John: Yes. It’s always great to work with people who give off such an energy with the work they do. And it’s inspiring to see someone in this field that can be so draining. The administration we live under now is just one of many where we’ve seen how the immigrant community is being used for political purposes. And seeing someone who can remain motivated across administrations, given the different pressures that the community faces, was something that was long lasting for me. So it was important for me to see those professionals as I was working my way up through my journey through law school, and figuring out where I might fit in.
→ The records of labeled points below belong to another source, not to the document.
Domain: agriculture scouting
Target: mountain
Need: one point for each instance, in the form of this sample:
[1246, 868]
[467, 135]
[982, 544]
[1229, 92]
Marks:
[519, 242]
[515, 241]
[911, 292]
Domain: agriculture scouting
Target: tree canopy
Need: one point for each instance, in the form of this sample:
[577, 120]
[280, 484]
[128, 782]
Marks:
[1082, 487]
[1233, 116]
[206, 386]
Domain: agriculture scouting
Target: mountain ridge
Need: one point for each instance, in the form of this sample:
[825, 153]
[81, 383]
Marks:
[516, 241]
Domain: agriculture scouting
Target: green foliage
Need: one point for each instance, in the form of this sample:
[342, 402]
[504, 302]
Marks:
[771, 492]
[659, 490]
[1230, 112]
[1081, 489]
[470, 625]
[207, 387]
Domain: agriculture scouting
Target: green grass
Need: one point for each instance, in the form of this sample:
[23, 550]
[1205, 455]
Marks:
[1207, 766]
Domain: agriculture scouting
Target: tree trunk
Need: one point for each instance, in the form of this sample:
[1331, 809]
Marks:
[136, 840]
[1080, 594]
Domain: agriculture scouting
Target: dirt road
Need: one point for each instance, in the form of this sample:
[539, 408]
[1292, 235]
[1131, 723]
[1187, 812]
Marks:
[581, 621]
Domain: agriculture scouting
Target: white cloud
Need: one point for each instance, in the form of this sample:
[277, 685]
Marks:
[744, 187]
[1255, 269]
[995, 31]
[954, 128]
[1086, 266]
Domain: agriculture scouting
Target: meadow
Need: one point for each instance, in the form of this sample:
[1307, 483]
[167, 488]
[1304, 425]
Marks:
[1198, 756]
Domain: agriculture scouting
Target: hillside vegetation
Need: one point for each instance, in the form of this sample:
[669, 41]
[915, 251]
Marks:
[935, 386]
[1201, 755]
EJA: What advice would you give to current law students and/or EJA fellows if they were considering pursuing this career path?
John: I think it’s important to maintain a connection with the community you’re working with. One of the [ways] I define my professionalism is to maintain some level of community service. Being a lawyer can be draining. Listening to the stories can be taxing. I was a teacher once, and one of my mentors [said], “If you don’t feed the teacher, they’ll eat the students.” I think the same is true in law: if you don’t feed the lawyer, they’ll eat the clients. We become self-destructive, we become jaded. For me, giving back is that element that provides a reset, because there is a great need to help. There’s always room for more, if your life allows for it.
EJA: You have been giving back on the side since you entered the profession. Can you talk about some of the volunteer work you’ve done over the last few years?
John: I mainly work with two organizations. One is Familia Latina Unida, a non-profit based in a church in [Chicago neighborhood] Pilsen. It was founded by Elvira Arellano, a woman who took sanctuary at the church after 9/11. I believe O’Hare was raided, and she got picked up while she was working there. Beautiful people there. I have tried to help them, since law school, to manage their legal department, because they are an immigration ministry. They have lots of mixed-status families, lots of people who are undocumented. So I go there and do workshops on their rights as immigrant and undocumented person. I help them with citizenship applications. Those kinds of things. I also work with the League of United Latin American Citizens, mainly with Julie Contreras. I’ll do some workshops when they need them. For example, when the refugee crisis hit our border a few years back, I would do a lot of workshops related to asylum law and special juvenile immigrant status, and consultations with families to let them know what to expect in removal proceedings. They’ve also taken me to to the border. I’ve gone to Mexico twice now with both of them, Familia Latina Unida and LULAC, to try and reunite families who have been separated due to three- and ten-year bars under the humanitarian parole section of the law. We’ve done that successfully a few times.
EJA: I believe you received an award named after Elvira Arellano a few years ago. Do you want to say a few words about that?
John: I did. It was Elvira Arellano and Pastor Emma Lozano — actually the pastor that married my wife and I. They recognized me for the work I was providing to the church. I was going at the time almost on a weekly basis. I was a point of contact on any number of legal questions they would encounter with their congregation. Also the trips I would take to the border, to Nuevo Laredo, and the success we had with reuniting families. That was something new, and that we all sort of learned together.